Il est bien loin le temps où la fédération socialiste du Nord, alliée à celle des Bouches-du-Rhône, régnait sur le PS au point que l’on avait inventé ce néologisme pour résumer leur toute puissance : « les Bouches du Nord ». Ce passé glorieux est, aujourd’hui, en miettes et l’effondrement si spectaculaire qu’il ne peut se résumer à des causes nationales, même si la politique du gouvernement n’est pas étrangère à ce désastre. Jamais le taux de chômage national n’a été aussi élevé depuis 1997 : 10,6 % de la population active ! Ce sinistre record signe un échec massif.
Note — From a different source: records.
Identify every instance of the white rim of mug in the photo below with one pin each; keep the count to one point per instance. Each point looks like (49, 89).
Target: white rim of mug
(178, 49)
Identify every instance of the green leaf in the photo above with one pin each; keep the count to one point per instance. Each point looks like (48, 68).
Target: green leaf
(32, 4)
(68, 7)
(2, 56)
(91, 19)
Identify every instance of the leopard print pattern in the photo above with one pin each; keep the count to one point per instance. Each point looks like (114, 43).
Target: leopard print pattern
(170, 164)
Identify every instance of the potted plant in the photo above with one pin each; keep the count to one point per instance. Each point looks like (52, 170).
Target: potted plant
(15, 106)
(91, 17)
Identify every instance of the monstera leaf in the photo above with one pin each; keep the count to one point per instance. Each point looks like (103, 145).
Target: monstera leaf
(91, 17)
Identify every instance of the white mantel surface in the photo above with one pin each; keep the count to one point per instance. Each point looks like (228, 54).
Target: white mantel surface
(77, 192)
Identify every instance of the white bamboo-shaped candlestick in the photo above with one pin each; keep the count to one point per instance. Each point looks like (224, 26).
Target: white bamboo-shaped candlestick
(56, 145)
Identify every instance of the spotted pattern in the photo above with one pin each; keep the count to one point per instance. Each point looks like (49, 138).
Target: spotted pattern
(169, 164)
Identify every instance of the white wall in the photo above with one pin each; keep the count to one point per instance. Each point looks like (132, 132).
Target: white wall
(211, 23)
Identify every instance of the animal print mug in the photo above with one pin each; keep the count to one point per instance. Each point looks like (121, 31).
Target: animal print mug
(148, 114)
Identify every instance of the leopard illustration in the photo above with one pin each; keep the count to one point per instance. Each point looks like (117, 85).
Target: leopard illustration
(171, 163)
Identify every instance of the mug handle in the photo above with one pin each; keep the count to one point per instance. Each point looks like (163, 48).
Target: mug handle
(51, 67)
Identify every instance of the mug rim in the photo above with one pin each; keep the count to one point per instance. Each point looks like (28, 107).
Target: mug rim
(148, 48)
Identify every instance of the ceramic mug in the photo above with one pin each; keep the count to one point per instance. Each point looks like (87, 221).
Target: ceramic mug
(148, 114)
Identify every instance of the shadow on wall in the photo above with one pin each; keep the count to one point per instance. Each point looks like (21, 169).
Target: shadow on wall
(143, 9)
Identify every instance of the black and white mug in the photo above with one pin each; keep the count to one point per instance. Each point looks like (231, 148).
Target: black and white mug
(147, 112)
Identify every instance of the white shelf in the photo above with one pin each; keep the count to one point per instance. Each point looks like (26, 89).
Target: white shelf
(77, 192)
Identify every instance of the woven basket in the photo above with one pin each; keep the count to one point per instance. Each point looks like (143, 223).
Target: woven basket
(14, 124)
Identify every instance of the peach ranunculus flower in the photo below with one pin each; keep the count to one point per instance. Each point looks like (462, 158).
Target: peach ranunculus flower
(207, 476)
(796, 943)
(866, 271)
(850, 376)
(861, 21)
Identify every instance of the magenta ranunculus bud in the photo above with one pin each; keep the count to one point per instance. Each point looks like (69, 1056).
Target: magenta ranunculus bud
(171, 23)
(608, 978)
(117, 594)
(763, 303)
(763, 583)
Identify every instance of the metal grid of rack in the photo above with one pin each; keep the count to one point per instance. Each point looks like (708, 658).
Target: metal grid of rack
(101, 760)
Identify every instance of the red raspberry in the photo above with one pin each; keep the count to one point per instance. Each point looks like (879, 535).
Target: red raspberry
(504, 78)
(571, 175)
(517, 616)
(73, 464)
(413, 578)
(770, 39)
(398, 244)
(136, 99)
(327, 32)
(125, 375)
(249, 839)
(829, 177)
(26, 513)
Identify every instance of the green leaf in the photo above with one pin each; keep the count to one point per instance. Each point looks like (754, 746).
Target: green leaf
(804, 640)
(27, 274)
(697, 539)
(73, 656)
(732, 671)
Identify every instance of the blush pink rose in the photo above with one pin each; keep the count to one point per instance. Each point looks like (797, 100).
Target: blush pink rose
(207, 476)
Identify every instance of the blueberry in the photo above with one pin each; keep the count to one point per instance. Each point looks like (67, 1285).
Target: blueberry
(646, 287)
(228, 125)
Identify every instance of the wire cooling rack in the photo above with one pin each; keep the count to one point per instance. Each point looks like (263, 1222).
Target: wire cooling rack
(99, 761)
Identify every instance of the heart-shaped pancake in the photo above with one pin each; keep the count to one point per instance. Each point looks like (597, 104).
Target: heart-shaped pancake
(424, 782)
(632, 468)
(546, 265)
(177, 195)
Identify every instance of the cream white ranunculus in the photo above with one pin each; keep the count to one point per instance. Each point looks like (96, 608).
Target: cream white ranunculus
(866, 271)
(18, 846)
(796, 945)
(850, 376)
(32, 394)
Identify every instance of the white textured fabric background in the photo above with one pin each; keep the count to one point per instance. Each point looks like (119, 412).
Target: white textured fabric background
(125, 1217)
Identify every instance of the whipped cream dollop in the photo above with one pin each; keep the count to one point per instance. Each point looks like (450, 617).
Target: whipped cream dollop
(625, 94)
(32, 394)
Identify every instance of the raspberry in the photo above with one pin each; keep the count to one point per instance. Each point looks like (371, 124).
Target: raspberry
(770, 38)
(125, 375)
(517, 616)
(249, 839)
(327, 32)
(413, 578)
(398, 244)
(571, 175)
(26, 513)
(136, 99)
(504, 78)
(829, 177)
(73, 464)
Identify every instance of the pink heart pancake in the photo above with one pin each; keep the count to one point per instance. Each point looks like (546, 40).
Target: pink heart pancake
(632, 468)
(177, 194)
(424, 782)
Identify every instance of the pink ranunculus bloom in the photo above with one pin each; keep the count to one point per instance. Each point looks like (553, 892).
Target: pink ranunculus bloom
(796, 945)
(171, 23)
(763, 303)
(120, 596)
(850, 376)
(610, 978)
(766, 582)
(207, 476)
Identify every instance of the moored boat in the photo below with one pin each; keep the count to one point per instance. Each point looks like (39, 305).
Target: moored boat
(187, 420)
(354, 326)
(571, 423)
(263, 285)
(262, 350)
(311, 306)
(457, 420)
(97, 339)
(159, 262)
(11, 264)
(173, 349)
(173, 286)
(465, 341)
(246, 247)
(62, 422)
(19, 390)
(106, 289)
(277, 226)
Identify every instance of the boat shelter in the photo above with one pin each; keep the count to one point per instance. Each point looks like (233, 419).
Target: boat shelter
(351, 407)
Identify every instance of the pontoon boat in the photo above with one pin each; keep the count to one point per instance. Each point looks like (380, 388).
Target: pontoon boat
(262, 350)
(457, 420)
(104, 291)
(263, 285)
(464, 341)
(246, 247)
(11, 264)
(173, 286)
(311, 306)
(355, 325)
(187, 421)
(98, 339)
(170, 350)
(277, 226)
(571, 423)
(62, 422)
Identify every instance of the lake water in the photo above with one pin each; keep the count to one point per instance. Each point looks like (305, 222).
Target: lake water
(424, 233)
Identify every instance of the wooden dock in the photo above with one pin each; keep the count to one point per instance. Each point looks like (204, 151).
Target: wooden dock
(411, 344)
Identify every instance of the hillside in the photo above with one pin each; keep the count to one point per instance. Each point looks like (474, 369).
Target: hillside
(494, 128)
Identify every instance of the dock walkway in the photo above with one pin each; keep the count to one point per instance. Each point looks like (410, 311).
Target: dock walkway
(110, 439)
Il éclaire aussi le naufrage des socialistes nordistes. 

Le bilan économique et social de la région, la troisième de France avec une population de 5 985 000 habitants, est accablant. On y compte actuellement 575 417 demandeurs d’emploi, soit un taux de chômage de 12,5 %. Les revenus médians y sont inférieurs de 10 % à la moyenne nationale. La pauvreté frappe 18,4 % de la population, plus que partout ailleurs en France. Le PIB par habitant s’y établit à 25 380 euros, le plus bas du pays, deux fois moins élevé qu’en Île-de-France. Avec pour corollaire, évidemment, l’un des plus faibles taux de foyers imposables derrière la Corse et le Languedoc-Roussillon.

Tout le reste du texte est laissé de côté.